Альфред проводил супругу откровенным взглядом в спину и пониже, зная, что в конце своего эротичного восхождения она непременно обернется, чтобы убедиться: остался ли доволен зритель и не ушел ли он из зала, не дождавшись окончания маленького представления.

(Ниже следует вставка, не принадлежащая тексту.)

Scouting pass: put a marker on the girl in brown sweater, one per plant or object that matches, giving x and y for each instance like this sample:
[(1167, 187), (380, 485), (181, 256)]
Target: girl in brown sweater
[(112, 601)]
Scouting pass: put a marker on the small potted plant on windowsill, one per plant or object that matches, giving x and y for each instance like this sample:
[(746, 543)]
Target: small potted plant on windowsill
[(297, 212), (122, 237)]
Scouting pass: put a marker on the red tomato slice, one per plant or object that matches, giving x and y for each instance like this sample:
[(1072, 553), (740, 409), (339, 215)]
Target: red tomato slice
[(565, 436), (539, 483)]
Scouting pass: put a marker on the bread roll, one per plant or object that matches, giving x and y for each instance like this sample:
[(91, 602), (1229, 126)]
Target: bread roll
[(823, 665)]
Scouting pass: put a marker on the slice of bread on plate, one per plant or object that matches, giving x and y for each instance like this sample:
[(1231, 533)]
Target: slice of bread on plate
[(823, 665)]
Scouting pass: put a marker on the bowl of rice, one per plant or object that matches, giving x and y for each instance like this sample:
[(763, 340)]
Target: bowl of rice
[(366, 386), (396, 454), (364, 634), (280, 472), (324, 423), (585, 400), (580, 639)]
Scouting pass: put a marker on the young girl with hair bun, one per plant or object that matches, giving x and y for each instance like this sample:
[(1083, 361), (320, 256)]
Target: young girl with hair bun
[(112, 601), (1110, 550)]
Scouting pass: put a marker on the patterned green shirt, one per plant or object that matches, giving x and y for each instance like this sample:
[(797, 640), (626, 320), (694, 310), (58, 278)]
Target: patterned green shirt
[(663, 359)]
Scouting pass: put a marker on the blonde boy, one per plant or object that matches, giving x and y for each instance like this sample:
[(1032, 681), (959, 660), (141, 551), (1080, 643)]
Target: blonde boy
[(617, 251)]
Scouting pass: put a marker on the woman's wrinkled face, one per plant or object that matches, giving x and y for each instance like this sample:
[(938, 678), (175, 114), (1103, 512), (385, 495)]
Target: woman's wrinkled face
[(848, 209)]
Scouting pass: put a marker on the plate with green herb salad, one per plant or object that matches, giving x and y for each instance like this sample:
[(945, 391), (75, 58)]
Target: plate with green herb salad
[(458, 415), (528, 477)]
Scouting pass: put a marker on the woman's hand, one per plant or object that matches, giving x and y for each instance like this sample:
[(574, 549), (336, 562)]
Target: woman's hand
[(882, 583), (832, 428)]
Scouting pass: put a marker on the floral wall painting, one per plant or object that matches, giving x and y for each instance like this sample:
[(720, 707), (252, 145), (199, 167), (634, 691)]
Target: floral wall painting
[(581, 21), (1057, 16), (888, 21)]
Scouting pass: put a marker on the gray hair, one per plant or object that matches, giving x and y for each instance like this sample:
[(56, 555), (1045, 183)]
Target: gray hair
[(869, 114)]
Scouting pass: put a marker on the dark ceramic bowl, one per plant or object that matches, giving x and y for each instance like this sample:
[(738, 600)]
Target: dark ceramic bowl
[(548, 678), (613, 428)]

На этот раз его ожидал небольшой сюрприз: на верхней ступени лестницы Эрика обернулась и встала в выразительный контрапост. Эта ее постановочная поза, одна из многих, при которых вес тела переносится на одну стопу, а равновесие достигается встречным наклоном линий бедер, плеч и изящной фигурой ножек, на этот раз была настолько шикарной, что Альфред захлопал в ладоши. Эрика, вполне удовлетворенная произведенным фурором, помахала ручкой, сделала эффектный разворот и удалилась той покачивающейся походкой, какой еще Мэрилин Монро доказала, что центр тяжести в женском теле расположен несколько иначе, чем в мужском.
Аплодисменты не утихали, пока она не скрылась из виду.
Альфред, все еще улыбаясь, посмотрел на часы и отправился вслед за супругой, но, поднявшись на второй этаж, повернул в противоположное крыло дома на половину матери и внучки. Памятуя о плановом визите к психотерапевту, он решил выяснить, насколько пагубно отразился на настроении дочери утренний инцидент и готова ли она отправиться с ним в город. До выезда оставалось менее получаса…
[1] Дарлингтония (лат. Darlingtonia) — род насекомоядных растений семейства Саррацениевые. Единственный представитель рода — дарлингтония калифорнийская (Darlingtonia californica) встречается на болотах на севере Калифорнии и в Орегоне. Род назван в честь американского врача и ботаника Уильяма Дарлингтона.
[2] Четыре свадьбы и похороны» — британская романтическая комедия режиссёра Майка Ньюэлла, вышла на экраны в 1994 году.